# Filling Autotrail Fresh Water Tank



## jamcj191266 (Jan 10, 2012)

hi all just venturing out for the first time in my autotrail motorhome and when filling fresh water tank when 75 percent full water starts draining from blue hoses either side of tank, these are not the drain points, can anyone tell me why its doing this. 

thanks john


----------



## Chudders (Jul 5, 2008)

Sounds to me like they are just overflow and your tank is actually full. Your guage is probably inaccurate as are many in my experience of all sorts of makes
Dave


----------



## jamcj191266 (Jan 10, 2012)

i was told when bought that you fill tank until it comes out of filler cap
regard john


----------



## Bill_OR (Feb 6, 2010)

John - that doesn't sound right! I would expect there to be an overflow from the tank that happens well before the filler pipe fills up.
Bill


----------



## Bill_OR (Feb 6, 2010)

John,
Here's the page from my (yet to be received) Autotrail handbook - it's a different model to yours but I suspect the operation is the same with yours.


----------



## peribro (Sep 6, 2009)

Mine always overflows from the tank before it comes out of the filler cap - in fact it's never come out of the filler cap as I turn the hose off when it starts to overflow from the tank.

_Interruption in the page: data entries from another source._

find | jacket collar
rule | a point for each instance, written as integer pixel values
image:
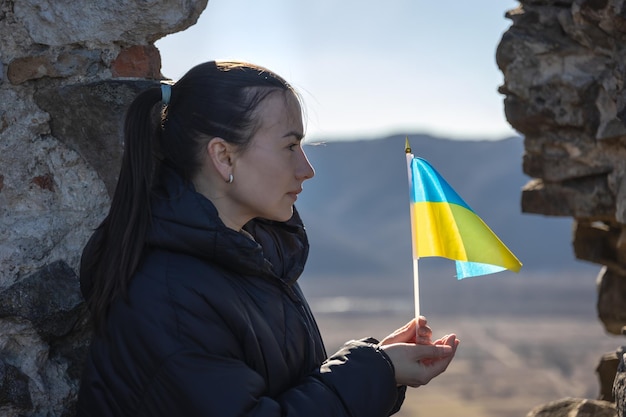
(185, 221)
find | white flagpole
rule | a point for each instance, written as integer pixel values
(416, 289)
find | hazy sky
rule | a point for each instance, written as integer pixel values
(365, 68)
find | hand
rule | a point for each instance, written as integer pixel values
(416, 364)
(421, 337)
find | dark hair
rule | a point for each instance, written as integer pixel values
(212, 99)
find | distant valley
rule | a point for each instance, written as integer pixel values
(356, 213)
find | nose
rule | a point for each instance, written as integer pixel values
(305, 169)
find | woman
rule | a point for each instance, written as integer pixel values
(191, 278)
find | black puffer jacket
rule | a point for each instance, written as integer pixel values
(216, 325)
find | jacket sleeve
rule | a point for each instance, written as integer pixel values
(356, 381)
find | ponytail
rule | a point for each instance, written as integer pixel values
(212, 99)
(111, 258)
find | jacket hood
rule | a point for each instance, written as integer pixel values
(183, 220)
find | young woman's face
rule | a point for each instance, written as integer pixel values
(269, 172)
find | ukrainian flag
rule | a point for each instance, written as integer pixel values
(444, 225)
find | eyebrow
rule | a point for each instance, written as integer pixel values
(297, 135)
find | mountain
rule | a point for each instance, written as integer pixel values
(356, 213)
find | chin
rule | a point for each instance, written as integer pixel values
(284, 215)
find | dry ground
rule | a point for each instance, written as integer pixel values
(505, 366)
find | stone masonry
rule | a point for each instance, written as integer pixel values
(564, 66)
(68, 69)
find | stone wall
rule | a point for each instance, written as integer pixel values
(68, 69)
(564, 66)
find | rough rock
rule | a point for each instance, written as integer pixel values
(68, 69)
(564, 67)
(574, 407)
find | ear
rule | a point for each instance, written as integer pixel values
(221, 153)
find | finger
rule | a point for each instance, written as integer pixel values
(405, 334)
(433, 351)
(424, 331)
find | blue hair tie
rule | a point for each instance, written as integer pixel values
(166, 93)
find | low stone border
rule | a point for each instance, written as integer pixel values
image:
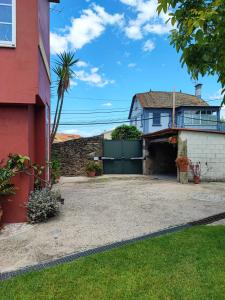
(75, 256)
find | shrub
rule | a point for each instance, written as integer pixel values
(42, 205)
(126, 132)
(55, 170)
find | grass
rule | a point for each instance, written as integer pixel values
(185, 265)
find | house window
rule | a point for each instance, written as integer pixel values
(7, 23)
(156, 119)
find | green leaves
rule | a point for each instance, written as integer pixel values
(126, 132)
(199, 35)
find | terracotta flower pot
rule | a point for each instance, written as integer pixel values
(1, 215)
(183, 167)
(91, 174)
(197, 179)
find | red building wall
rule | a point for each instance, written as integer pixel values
(25, 97)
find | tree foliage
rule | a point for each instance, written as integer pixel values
(199, 34)
(126, 132)
(64, 72)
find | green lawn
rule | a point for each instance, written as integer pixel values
(185, 265)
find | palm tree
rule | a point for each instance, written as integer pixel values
(64, 73)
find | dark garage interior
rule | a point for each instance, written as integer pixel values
(162, 156)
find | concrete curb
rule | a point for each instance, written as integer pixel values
(75, 256)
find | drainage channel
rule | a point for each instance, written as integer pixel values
(75, 256)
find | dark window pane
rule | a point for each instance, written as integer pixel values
(5, 1)
(5, 14)
(156, 119)
(5, 32)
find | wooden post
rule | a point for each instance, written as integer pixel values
(182, 151)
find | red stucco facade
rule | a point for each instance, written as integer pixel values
(25, 97)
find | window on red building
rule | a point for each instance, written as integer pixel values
(7, 23)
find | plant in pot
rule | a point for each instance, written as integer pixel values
(182, 163)
(91, 169)
(196, 171)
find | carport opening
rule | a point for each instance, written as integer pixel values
(162, 158)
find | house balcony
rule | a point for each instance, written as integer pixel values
(206, 121)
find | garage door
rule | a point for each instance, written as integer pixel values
(122, 157)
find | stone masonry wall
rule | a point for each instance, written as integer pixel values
(208, 149)
(75, 154)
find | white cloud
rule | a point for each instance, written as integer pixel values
(148, 46)
(73, 83)
(157, 28)
(81, 64)
(218, 95)
(58, 43)
(82, 132)
(147, 19)
(108, 104)
(129, 2)
(132, 65)
(83, 30)
(93, 77)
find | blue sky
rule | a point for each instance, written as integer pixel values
(123, 49)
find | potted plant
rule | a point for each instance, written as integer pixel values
(6, 188)
(91, 169)
(196, 171)
(182, 163)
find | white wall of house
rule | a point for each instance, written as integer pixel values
(209, 150)
(137, 116)
(149, 127)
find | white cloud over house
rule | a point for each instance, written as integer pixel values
(146, 19)
(93, 22)
(149, 46)
(108, 104)
(132, 65)
(83, 30)
(81, 64)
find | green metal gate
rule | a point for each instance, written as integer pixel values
(122, 157)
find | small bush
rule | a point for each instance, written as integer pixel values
(126, 132)
(98, 170)
(42, 205)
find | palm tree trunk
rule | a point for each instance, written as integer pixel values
(55, 117)
(58, 119)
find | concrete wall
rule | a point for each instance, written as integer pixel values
(75, 154)
(209, 150)
(148, 123)
(136, 116)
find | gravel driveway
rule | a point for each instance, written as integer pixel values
(105, 210)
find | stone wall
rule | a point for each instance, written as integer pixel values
(75, 154)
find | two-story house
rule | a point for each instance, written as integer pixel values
(24, 91)
(154, 111)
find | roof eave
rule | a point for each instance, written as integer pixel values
(131, 107)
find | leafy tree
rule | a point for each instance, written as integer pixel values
(199, 35)
(126, 132)
(64, 73)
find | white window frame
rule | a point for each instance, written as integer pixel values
(12, 43)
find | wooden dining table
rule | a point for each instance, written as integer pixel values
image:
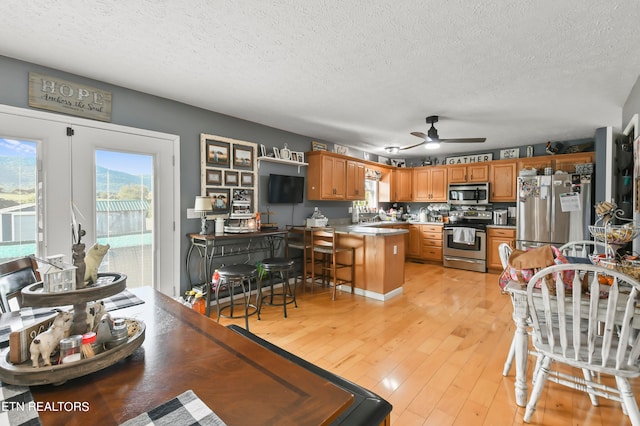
(240, 380)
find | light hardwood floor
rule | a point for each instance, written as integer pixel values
(436, 352)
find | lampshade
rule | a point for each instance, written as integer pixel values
(203, 204)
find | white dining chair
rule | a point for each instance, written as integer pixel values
(594, 332)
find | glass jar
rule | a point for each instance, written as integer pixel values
(70, 349)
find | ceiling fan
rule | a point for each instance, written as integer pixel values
(431, 140)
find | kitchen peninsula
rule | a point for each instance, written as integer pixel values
(379, 258)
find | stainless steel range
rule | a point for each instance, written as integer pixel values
(465, 239)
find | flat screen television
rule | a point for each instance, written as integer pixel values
(284, 189)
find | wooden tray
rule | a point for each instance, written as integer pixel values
(34, 296)
(25, 375)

I also would guess that its a faulty gauge. Maybe something is sticking and after a drive in the van it will clear. Next time you fill up (assuming it is from empty) you could try using a 10 litre watering can or equivalent to measure how much water you are putting in. I bet you will find you fill the tank to its stated capacity before it overflows. If the gauge still shows 75% then you know where your problem is.


----------



## Pudsey_Bear (Sep 25, 2008)

We have always filled til it comes out of the filler point on our last 3 vans all of different makes.


----------



## Katie5585 (Oct 27, 2021)

Hi 
I live in New Zealand, i have an autotrail grand frontier, i blocked off three water tanks overflows and then i put a inline tap on the end of the fourth overflow, i open the tap before i fill the tank,it lets the air out ,when it overflows from the tap i close the tap water tank is full no syphoning
Cheers 
Richard


----------



## GMJ (Jun 24, 2014)

A 9 year gap between replies!

is this a new record?


----------



## EJB (Aug 25, 2007)

GMJ said:


> A 9 year gap between replies!
> 
> is this a new record?


Sadly...No!


----------